Plutôt que d’essayer toutes les combinaisons possibles en laboratoire, les chercheurs se sont tournés vers l’apprentissage automatique et des algorithmes dits métaheuristiques, des stratégies de recherche intelligentes inspirées de phénomènes comme le vol d’oiseaux ou la chasse des loups. D’abord, huit modèles d’apprentissage automatique différents ont été entraînés pour prédire la résistance à partir des cinq ingrédients d’entrée. Ensuite, ces modèles ont été couplés à l’algorithme d’optimisation Whale et à plusieurs autres méthodes de recherche pour explorer l’immense espace des recettes à la recherche de mélanges maximisant la résistance tout en respectant des limites pratiques pour chaque composant. Les modèles basés sur des arbres, en particulier ceux connus sous les noms Random Forest, Gradient Boosting, XGBoost et CatBoost, se sont révélés particulièrement aptes à capturer les schémas cachés gouvernant la façon dont boue, laitier, cendre volante, gypse et alcali s’assemblent.

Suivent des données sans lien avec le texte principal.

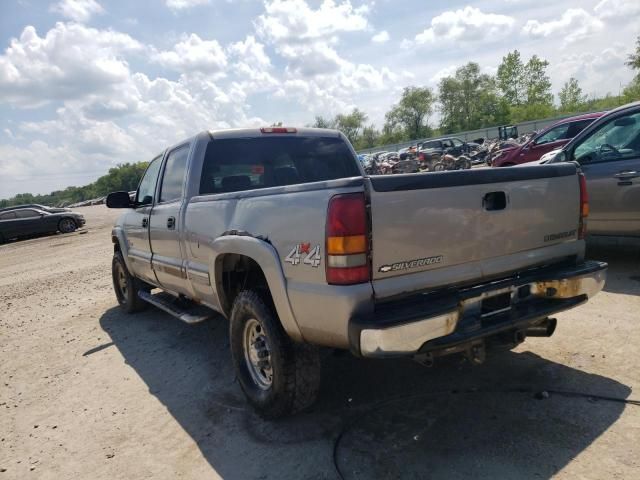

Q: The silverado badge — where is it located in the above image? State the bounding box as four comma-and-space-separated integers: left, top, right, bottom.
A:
378, 255, 444, 273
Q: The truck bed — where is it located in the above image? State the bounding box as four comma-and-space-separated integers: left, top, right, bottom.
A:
367, 164, 584, 298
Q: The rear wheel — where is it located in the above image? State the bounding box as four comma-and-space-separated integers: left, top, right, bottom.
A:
58, 218, 78, 233
111, 252, 150, 313
229, 290, 320, 419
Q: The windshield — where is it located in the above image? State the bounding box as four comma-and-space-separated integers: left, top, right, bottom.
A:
574, 112, 640, 162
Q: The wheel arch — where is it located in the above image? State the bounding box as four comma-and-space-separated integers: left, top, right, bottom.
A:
209, 235, 303, 341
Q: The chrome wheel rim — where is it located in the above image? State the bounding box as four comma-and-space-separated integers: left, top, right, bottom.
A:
115, 265, 129, 300
242, 318, 273, 390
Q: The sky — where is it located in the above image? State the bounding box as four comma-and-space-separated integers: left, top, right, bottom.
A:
0, 0, 640, 198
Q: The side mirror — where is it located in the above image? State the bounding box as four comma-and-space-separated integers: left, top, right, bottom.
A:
106, 192, 133, 208
553, 150, 568, 163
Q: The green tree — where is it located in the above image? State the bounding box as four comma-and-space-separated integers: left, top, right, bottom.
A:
356, 125, 380, 149
438, 62, 509, 133
496, 50, 527, 105
385, 87, 436, 139
625, 35, 640, 80
558, 77, 587, 112
524, 55, 553, 105
334, 108, 367, 145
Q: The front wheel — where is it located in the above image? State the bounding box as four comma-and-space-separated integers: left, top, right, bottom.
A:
229, 290, 320, 419
111, 252, 149, 313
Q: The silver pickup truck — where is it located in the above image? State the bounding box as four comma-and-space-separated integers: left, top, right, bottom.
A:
107, 127, 606, 418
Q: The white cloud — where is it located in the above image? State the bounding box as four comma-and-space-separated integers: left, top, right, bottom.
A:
50, 0, 104, 22
549, 43, 633, 95
151, 33, 227, 73
227, 35, 278, 89
255, 0, 368, 43
401, 6, 515, 48
0, 23, 144, 106
371, 30, 391, 43
254, 0, 397, 113
166, 0, 209, 11
522, 8, 603, 43
593, 0, 640, 22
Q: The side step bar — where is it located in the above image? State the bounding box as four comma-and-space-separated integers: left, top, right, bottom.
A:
138, 290, 215, 324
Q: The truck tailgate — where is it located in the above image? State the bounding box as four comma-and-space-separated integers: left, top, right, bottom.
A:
368, 163, 584, 296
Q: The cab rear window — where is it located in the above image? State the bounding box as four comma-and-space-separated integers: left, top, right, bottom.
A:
200, 136, 360, 195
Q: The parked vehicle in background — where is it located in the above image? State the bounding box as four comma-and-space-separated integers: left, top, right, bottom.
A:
391, 152, 420, 173
107, 127, 606, 418
0, 208, 85, 243
0, 203, 71, 213
418, 137, 470, 171
541, 102, 640, 237
433, 153, 471, 172
491, 112, 605, 167
498, 125, 518, 141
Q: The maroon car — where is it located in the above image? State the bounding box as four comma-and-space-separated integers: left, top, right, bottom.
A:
491, 112, 606, 167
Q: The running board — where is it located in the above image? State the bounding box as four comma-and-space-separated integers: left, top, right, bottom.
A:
138, 290, 214, 325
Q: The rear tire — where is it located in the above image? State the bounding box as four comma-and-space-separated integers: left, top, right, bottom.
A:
58, 217, 78, 233
111, 252, 150, 313
229, 290, 320, 419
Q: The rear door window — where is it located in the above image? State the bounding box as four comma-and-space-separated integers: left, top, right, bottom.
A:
535, 123, 570, 145
200, 136, 360, 194
160, 145, 189, 202
136, 156, 162, 205
567, 118, 595, 138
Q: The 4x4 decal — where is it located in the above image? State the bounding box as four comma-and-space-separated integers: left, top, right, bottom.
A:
284, 243, 322, 268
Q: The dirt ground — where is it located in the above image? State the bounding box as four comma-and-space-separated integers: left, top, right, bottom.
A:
0, 206, 640, 480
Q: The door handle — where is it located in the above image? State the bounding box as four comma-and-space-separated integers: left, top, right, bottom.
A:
614, 170, 640, 178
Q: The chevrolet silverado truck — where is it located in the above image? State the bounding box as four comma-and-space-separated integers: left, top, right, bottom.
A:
107, 127, 607, 418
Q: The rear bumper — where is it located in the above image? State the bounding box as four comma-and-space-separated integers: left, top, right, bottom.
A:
349, 261, 607, 357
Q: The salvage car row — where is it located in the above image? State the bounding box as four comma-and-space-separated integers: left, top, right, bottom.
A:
359, 102, 640, 237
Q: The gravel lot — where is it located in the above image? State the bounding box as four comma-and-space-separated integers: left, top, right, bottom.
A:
0, 206, 640, 480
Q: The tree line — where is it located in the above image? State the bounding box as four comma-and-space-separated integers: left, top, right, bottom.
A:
0, 162, 148, 208
310, 40, 640, 150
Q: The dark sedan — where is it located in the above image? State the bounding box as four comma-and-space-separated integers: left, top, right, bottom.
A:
0, 203, 71, 213
0, 208, 85, 243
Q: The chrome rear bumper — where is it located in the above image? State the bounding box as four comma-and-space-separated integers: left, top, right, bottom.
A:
349, 261, 607, 357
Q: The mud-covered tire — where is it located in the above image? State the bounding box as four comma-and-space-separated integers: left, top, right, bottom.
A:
229, 290, 320, 419
58, 217, 78, 233
111, 252, 150, 313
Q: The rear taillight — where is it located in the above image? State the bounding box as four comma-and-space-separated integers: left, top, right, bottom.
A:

Ce qui rend une brique de boue résistante et plus sûre

Les mélanges optimisés ont atteint des résistances supérieures à 8 mégapascals, élevées pour un matériau partiellement issu de déchets. En moyenne, les meilleurs mélanges utilisaient environ 40–45 % de boue, 19–24 % de gypse, 13–19 % de laitier, 16–22 % de cendre volante et un peu plus de 2 % d’hydroxyde de sodium. Un excès de boue ou de cendre volante tendait à affaiblir le matériau, tandis que des quantités modérées de laitier et de gypse contribuaient à bâtir un réseau interne plus dense. La dose d’alcali présentait un optimum : une petite quantité augmentait fortement la résistance en activant les autres poudres, mais des niveaux plus élevés n’apportaient que peu d’avantage supplémentaire. Des outils d’interprétation avancés, y compris l’analyse de sensibilité et les valeurs SHAP, ont confirmé que l’hydroxyde de sodium, la teneur en boue, le laitier et le gypse sont les leviers les plus influents pour régler la performance.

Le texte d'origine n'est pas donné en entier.